Come un mantra ripeto ad ogni occasione che non ho votato Lega e che ho avuto solo due caporali e due capitani che ho stimato nel mio percorso culturale e politico.
Per cui, quel circo di isteriche dichiarazioni, di messinscene mediatiche e di vergognose ritrattazioni al quale abbiamo assistito negli ultimi giorni dell’agonia parlamentare, e che fanno parte del gioco truccato della democrazia rappresentativa, mi hanno procurato un distaccato ribrezzo.

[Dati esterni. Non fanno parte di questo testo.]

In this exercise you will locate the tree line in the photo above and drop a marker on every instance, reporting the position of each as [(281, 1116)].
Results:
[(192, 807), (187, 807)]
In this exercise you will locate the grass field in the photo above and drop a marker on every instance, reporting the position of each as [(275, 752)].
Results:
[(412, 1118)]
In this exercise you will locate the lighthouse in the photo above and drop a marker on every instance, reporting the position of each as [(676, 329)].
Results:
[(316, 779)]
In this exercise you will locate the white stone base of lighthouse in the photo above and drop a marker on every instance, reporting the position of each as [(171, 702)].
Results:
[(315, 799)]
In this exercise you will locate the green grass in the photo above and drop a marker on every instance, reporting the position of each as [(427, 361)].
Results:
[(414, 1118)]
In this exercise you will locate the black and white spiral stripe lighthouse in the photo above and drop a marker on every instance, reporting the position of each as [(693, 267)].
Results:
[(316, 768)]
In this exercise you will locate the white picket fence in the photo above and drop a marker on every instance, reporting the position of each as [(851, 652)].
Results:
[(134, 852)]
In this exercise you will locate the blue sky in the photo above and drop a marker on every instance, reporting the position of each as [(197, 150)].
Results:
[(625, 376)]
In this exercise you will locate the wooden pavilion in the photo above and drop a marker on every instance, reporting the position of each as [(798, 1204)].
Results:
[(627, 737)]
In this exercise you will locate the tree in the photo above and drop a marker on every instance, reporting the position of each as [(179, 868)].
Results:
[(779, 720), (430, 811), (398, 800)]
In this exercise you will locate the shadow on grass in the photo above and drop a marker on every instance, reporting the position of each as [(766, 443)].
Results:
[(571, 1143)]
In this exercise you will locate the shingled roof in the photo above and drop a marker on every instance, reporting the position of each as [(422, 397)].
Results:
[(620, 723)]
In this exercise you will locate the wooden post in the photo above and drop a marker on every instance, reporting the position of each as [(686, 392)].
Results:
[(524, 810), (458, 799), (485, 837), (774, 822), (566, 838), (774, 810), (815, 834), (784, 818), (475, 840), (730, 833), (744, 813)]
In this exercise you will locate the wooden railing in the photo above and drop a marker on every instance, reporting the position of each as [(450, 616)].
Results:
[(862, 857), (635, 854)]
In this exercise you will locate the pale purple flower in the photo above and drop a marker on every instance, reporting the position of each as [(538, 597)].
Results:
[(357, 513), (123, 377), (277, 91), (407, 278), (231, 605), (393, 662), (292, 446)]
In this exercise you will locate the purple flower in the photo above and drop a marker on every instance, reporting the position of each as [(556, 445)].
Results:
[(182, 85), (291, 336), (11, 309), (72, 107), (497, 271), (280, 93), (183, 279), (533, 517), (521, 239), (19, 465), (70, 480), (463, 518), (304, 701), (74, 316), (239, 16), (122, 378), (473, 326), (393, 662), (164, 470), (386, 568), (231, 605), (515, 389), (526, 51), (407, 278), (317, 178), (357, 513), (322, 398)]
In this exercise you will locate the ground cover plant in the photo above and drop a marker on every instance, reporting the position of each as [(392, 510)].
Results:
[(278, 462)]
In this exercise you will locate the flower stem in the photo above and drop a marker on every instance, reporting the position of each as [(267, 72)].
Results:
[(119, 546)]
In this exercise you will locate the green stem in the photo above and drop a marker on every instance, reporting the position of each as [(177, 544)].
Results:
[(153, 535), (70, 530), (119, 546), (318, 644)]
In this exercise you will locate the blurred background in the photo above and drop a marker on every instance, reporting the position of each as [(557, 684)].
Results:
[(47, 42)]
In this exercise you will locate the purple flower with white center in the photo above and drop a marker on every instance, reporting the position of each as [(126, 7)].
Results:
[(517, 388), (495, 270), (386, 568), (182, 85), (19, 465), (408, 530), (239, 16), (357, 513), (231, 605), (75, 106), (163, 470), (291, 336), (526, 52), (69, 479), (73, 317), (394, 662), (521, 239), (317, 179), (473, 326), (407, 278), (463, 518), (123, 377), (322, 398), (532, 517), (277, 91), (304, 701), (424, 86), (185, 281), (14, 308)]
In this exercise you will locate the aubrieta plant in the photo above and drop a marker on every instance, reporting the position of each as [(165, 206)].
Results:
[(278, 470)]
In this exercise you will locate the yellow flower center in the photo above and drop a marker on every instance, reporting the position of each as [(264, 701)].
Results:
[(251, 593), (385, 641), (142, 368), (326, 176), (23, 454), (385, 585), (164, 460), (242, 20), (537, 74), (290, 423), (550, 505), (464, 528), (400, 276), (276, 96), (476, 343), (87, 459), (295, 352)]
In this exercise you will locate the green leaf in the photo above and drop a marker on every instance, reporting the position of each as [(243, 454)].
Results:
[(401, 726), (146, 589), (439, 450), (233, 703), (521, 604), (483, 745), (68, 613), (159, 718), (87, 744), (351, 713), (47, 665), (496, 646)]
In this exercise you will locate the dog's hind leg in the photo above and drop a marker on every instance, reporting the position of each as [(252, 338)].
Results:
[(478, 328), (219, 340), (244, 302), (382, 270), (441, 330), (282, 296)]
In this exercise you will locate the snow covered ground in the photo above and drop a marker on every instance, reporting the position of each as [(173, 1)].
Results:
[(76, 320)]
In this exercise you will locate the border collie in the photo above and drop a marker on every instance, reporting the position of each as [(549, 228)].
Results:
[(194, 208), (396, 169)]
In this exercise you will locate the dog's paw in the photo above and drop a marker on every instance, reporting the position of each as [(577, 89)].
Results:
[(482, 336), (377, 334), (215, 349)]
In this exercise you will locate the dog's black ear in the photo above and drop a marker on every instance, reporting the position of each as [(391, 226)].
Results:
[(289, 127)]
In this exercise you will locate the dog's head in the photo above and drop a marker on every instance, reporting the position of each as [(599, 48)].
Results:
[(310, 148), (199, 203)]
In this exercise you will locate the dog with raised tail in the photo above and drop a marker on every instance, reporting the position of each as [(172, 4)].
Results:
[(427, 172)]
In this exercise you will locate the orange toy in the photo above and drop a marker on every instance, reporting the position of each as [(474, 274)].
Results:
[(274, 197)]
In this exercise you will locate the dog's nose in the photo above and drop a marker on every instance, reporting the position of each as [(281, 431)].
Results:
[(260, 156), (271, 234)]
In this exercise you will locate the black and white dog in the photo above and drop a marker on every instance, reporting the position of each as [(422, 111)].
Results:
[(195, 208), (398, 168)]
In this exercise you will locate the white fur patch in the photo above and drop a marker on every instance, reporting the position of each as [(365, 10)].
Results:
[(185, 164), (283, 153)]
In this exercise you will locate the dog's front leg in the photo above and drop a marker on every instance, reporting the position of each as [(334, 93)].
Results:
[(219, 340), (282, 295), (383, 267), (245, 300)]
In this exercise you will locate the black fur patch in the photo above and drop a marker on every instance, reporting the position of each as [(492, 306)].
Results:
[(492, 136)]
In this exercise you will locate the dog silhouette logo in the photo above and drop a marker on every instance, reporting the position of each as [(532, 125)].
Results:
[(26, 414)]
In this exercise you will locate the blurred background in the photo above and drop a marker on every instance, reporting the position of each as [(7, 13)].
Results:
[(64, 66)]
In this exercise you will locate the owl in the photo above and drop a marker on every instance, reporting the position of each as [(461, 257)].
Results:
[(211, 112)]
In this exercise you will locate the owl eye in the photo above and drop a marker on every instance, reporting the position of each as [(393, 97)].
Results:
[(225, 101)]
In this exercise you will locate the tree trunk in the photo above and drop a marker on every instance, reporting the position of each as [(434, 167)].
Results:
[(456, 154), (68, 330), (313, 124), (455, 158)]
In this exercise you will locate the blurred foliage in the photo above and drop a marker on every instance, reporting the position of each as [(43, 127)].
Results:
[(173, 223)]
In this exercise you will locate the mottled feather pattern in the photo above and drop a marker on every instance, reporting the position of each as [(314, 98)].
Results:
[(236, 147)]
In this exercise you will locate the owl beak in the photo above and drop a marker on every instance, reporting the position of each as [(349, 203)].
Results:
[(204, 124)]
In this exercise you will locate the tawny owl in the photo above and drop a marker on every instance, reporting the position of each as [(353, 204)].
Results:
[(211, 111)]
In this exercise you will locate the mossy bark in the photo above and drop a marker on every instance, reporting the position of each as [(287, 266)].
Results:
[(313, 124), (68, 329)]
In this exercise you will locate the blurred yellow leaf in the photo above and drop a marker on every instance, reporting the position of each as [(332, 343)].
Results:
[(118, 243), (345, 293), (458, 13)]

Se poi ci mettiamo pure il capestro ricattatorio della gang europeista, il disgusto è completo.
Detto ciò, non ho mai sopportato né i servili de ‘il capo è uno statista’, né i rancorosi de ‘il capo è un cretino’: entrambe le posizioni nascondono due bassezze complementari, la venerazione e l’invidia.
Fuori di ogni metafora parliamo di Salvini. Se dovessimo elencare gli errori dovremmo organizzare gli articoli in fascicoli. Improponibile. Ma alcuni meritano di essere focalizzati. La totale mancanza di stile è il primo. Si è sempre comportato come se fosse in campagna elettorale, in pose e situazioni non confacenti alla funzione istituzionale.
Il secondo è ampliabile alla gran parte dei suoi sostenitori: troppo sulla difensiva, sul tono giustificazionista, sull’espressività emotiva e sentimentale.
Il terzo riguarda l’apparato: a parte alcuni personaggi a me noti, troppi peones, incompetenti, arruffoni e pressapochisti, più propensi ai selfie che a programmare, a studiare e a incidere sulle specifiche realtà.
Complessivamente, la Lega ha manifestato la fragilità di cui si è già parlato: alla scarsezza dottrinaria di pensiero e di teoria ha tentato di sopperire con giravolte ideologiche e attivismo convulsivo.
Le conseguenze sono davanti agli occhi di tutti. Concludo, però, con una considerazione: chi si lamenta e accusa il destino del suo fallimento non merita di vincere. Se questo non accadrà, se si eviterà la condizione del piagnisteo, questa catastrofe, intesa etimologicamente come ribaltamento, rovesciamento potrebbe essere il preludio di una vittoria totale.
Riuscirà Salvini e i suoi sodali a fare tesoro degli errori? Avranno il coraggio, la spregiudicatezza di ripulire gli organigrammi e di riorganizzare i quadri? Saranno tanto astuti e determinati da spingere – per usare una metafora di Nietzsche – ciò che è già nato barcollante?
Ha scritto Hölderlin: <Là dove c’è il pericolo cresce anche ciò che salva>. O la Lega e Salvini comprendo questo, oppure possono preparare un ridotto in Padania, tanto per rievocare un evento storico di più grande e aristocratica portata.